Uma coisa que parece estar escandalizando uma série de anglicanos ingênuos é o fenômeno da divisão celular que tanto atormenta o alto clero. O surgimento de novos grupos anglicanos, carismáticos, evangelicais, reformados e etc. não é um fenômeno nem novo nem exclusivo da Igreja Anglicana. Apenas para ficar com os exemplos pós Reforma, sem entrar na grande divisão cismática entre Ocidente e Oriente nos primeiros séculos da vida da Igreja de Cristo, vemos surgir dia após dia grupos presbiterianos, batistas, congregacionais, luteranos, etc. E por que não haveria de ocorrer com a Igreja Anglicana? Também a Igreja de Roma sofre divisões. Mas por causa da estrutura clerical os grupos que surgem na Igreja Romana para representar por exemplo os carismáticos e os renovados acabam por permanecer ligados à Sé Romana. Creio que além de melhor acomodar o "modus vivendi" de cada corrente, estas divisões podem ser fruto da incapacidade da liderança da Igreja em conseguir harmonizar e conciliar cada uma destas tendências. Imaginar que tais divisões atendem puramente a vaidade de um ou de outro clérigo é ingenuidade, pois muitos destes novos grupos são constituídos por milhares de crentes leigos.

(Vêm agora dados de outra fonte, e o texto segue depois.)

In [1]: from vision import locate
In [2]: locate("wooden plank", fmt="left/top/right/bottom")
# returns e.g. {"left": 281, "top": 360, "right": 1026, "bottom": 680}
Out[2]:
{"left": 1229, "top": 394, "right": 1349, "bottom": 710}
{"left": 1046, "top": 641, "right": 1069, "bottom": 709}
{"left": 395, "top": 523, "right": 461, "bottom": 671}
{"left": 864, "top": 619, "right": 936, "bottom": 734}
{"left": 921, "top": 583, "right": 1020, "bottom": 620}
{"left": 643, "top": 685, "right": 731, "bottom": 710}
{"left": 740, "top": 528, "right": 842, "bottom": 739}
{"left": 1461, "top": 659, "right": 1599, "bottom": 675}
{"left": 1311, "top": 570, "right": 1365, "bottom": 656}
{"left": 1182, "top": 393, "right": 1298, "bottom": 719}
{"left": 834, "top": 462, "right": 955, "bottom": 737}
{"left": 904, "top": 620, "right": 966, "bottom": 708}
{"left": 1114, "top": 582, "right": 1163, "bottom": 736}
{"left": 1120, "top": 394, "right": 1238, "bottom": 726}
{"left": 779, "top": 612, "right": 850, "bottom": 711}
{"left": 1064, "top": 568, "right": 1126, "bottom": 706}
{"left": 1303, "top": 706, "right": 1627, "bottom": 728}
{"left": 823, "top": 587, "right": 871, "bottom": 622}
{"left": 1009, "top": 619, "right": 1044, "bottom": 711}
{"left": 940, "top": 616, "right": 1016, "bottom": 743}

Seria conveniente um estudo de como estão nas diversas dioceses sendo relegadas lideranças importantes apenas porque não estão alinhadas com o pensamento dominante. Uma revisão honesta dos critérios para formação de clérigos e recepção dos que se ajuntam à Igreja seria salutar para evitar a saída de muitos valores. Há ainda muitos pastores (ou padres) arrogantes, que supõe ser o supra sumo da inteligência, algo assim como um semi-deus, a quem ninguém pode contrapor suas idéias sem que sejam chamados de hereges. Todas estas coisas estão contribuindo para esta crise de divisão na Igreja. Alguns, antes de buscar as causas nos que saem deveriam refletir sobre sua conduta eclesiástica.

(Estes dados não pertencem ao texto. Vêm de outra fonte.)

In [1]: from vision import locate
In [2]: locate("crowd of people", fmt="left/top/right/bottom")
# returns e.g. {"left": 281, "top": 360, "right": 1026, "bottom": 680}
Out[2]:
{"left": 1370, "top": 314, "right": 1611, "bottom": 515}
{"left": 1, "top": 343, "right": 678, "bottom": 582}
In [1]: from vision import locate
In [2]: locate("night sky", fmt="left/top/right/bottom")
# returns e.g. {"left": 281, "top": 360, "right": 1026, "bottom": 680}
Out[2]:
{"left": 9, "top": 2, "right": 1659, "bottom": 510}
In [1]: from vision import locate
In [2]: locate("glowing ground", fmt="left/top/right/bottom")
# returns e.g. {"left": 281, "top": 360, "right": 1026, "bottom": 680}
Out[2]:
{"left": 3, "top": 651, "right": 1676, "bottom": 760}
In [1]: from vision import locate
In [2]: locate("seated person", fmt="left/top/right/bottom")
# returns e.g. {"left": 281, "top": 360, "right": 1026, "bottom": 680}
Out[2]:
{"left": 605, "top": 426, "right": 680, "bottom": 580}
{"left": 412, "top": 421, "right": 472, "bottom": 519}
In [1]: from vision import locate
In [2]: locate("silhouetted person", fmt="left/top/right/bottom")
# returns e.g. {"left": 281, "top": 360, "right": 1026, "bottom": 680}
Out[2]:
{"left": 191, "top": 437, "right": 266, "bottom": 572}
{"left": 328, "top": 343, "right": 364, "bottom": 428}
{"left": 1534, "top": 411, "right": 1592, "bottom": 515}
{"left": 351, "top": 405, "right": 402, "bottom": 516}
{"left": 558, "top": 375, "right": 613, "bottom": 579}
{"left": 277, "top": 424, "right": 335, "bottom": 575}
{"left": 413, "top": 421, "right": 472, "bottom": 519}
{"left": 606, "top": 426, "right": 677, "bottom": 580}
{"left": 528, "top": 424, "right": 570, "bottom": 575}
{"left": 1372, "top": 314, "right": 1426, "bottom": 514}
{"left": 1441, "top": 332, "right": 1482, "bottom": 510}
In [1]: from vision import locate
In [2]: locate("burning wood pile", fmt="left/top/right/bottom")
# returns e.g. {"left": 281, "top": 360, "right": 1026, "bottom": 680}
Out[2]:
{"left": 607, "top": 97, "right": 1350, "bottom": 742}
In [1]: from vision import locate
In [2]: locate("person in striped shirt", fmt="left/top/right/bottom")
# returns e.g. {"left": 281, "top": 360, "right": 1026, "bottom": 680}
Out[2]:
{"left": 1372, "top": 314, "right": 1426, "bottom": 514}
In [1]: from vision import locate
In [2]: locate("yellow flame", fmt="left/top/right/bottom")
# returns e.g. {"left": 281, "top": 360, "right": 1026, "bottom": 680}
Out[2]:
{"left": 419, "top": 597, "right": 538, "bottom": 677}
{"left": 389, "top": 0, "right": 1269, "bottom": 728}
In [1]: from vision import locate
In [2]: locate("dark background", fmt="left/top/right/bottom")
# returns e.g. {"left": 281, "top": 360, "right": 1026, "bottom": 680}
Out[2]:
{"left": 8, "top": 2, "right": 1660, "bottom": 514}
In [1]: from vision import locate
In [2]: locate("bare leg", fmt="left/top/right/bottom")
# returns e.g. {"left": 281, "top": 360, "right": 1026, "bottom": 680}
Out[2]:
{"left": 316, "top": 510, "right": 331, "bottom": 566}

A sua expressão "grife anglicana" é risível. Você trata o termo como se fosse a marca de uma pasta de dente, com patente registrada. É também uma expressão do "contrabando teológico". É o que querem que você pense.

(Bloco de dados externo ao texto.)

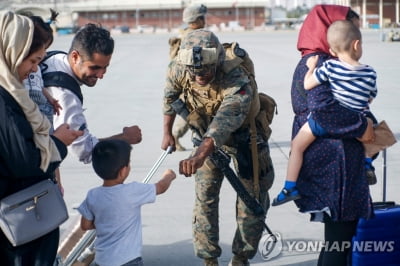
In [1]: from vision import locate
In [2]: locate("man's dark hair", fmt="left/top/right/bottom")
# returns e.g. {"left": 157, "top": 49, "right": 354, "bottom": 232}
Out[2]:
{"left": 69, "top": 23, "right": 114, "bottom": 60}
{"left": 92, "top": 139, "right": 132, "bottom": 180}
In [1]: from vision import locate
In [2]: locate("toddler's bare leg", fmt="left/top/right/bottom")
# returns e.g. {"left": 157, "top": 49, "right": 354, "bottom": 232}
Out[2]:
{"left": 286, "top": 122, "right": 316, "bottom": 182}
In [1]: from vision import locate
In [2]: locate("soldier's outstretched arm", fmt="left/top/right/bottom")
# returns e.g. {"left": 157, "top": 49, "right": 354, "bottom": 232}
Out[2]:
{"left": 179, "top": 137, "right": 214, "bottom": 177}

A inclusividade e a comunhão é algo muito maior do que a relação de nomes de Igrejas. Comunhão não se dá ao nivel das instituições. Dá-se ao nivel dos corações fraternos. Para finalizar vou novamente recorrer ao texto do Rev. Calvani:
"O amor de Deus pouco tem a ver com nossas querelas institucionais. Por um lado, o fortalecimento institucional é uma promessa de segurança; por outro lado é um risco perigoso. É pena que alguns considerem os "laços de afeição" apenas uma metáfora poética e não conseguem compreender nela o significado da palavra koinonia que nos convida à comunhão inclusiva com o Deus que nunca nos excluiu das dádivas de seu infinito amor."
fraternalmente, com afeição,
Rui Costa Barbosa
(*) Coordenador do Centro de Estudos Anglicanos (CEA) da Igreja Episcopal Anglicana do Brasil e Professor de Teologia na UniFil.